It turns out my sense of traipse is a little out of step with some other people’s. A few readers expressed surprise at or disagreement with my assertion that it always has a negative tone, whether it means ‘walk in an untidy way’ or ‘walk trailing through mud’ or ‘walk aimlessly or needlessly’ or ‘tramp or trudge about’ (all of these are definitions the Oxford English Dictionary has). One friend did some searching and, along with assorted usages that allowed but did not demand a negative tone, found a few that did not fit that sense at all: traipsing comfortably, traipsing warmly, traipsing blithely. And while if I were to read those I would arch an eyebrow as I did when I first read of someone “munching fried eggs” (how long were they fried for, to be munchable?!), it just illustrates once again that sometimes people live in parallel worlds for the senses of certain words.
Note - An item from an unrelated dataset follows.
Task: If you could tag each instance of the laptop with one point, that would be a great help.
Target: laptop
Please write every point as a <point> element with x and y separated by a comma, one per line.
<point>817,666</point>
But let’s just sashay over to a different word today. And when I say different, I mean different: I feel confident that there is no well-read world in which traipse and sashay could be used as synonyms.

You could often use either to describe the same act, certainly, depending on the tone you wish to give it: “I traipsed over to the post office this afternoon”; “I sashayed over to the post office this afternoon.” You might have taken the exact same steps at the exact same pace with the exact same look on your face, but the attitude you are conveying towards the trip in your recounting is frankly different. A sashay may be happy, or sassy, or even insolent, but you are always putting your best foot forward; there is no foot-dragging or aimlessness in a sashay, and yet no undue haste either – you could say that sashaying is not a way of moving as if you were being chased.
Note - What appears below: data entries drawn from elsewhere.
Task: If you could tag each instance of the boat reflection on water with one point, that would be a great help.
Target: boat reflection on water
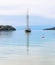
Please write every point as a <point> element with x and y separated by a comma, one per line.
<point>27,40</point>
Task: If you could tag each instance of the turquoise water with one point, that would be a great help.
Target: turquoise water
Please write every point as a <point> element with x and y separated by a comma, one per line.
<point>19,37</point>
<point>18,47</point>
<point>36,39</point>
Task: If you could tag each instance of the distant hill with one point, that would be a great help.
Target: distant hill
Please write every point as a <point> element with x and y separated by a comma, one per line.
<point>53,28</point>
<point>7,28</point>
<point>38,27</point>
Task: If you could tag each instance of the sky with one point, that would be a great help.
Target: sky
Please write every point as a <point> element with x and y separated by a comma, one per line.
<point>10,9</point>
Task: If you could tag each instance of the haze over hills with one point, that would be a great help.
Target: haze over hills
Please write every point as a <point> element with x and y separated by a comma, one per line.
<point>21,20</point>
<point>39,27</point>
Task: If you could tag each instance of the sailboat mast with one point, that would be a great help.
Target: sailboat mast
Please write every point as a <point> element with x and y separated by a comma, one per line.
<point>27,19</point>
Not that everyone agrees on exactly what sashay does or does not convey. Oxford and Merriam-Webster agree that it can imply an ostentatious or conspicuous manner of moving, but while Oxford also specifies that it can also mean “To glide, walk, or travel, usually in a casual manner,” Merriam-Webster does not. But surely no one among us would object to sashaying blithely, and on the other hand few of us would not snicker at sashaying sullenly.
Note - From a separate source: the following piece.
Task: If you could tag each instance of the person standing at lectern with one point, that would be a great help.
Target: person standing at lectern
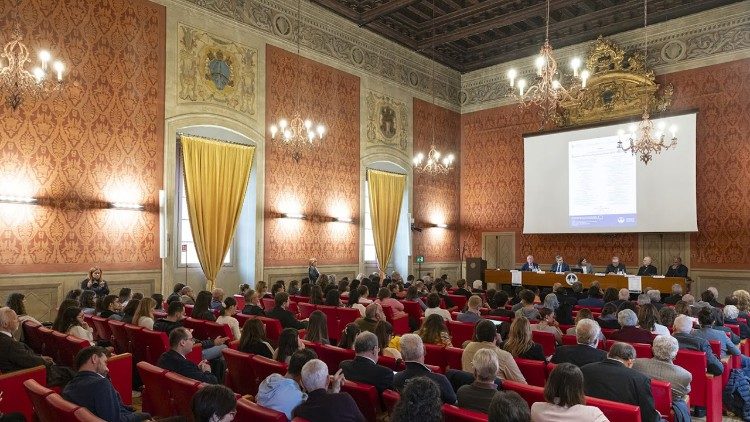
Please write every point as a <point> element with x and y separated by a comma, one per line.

It’s a fun word, isn’t it, sashay? It sounds like the feet are sliding across the floor in slippers, perhaps. There really is something a bit deliciously sassy about it. I’m tempted to make a pun involving French sachet (as in tea bag, for instance) and “papa’s got a brand new bag,” but perhaps I should leave the French out of it.

Which is, in a way, how we got sashay in the first place: leaving the French behind. It’s formed by metathesis (sound-swapping) from a French word for a dance move, chassé. At least to the tongues of some people in America in the earlier 1800s, /sæʃeɪ/ was more sensible to say than /ʃæseɪ/ (let alone /ʃase/). And since this word was used not just in ballet but in folk dances as well, it did come up from time to time.

Do you know how to sashay, which is to say to do a chassé? I think you do, even if you don’t know that’s what it’s called. It’s just the step – usually to the side, though you can also do it en avant or en arrière – where one foot is always forward: each time you step with the leading foot, the trailing foot swings to join it but doesn’t pass, and then the leading foot leads on again. It’s a light, springing step, with no trace of traipse or trudge in it. The one foot chases the other, but any time it catches up to it, the other escapes again. Which is why it is called chassé – French for ‘chased’.

Well. If it must be chased, then it’s chased like the gingerbread man, light and fleet of foot, show-offish, and not at all traipsing or trapped. On any given day, I know I would rather sashay, if not literally then at least attitudinally. And if you won’t let me sashay, I will flounce away.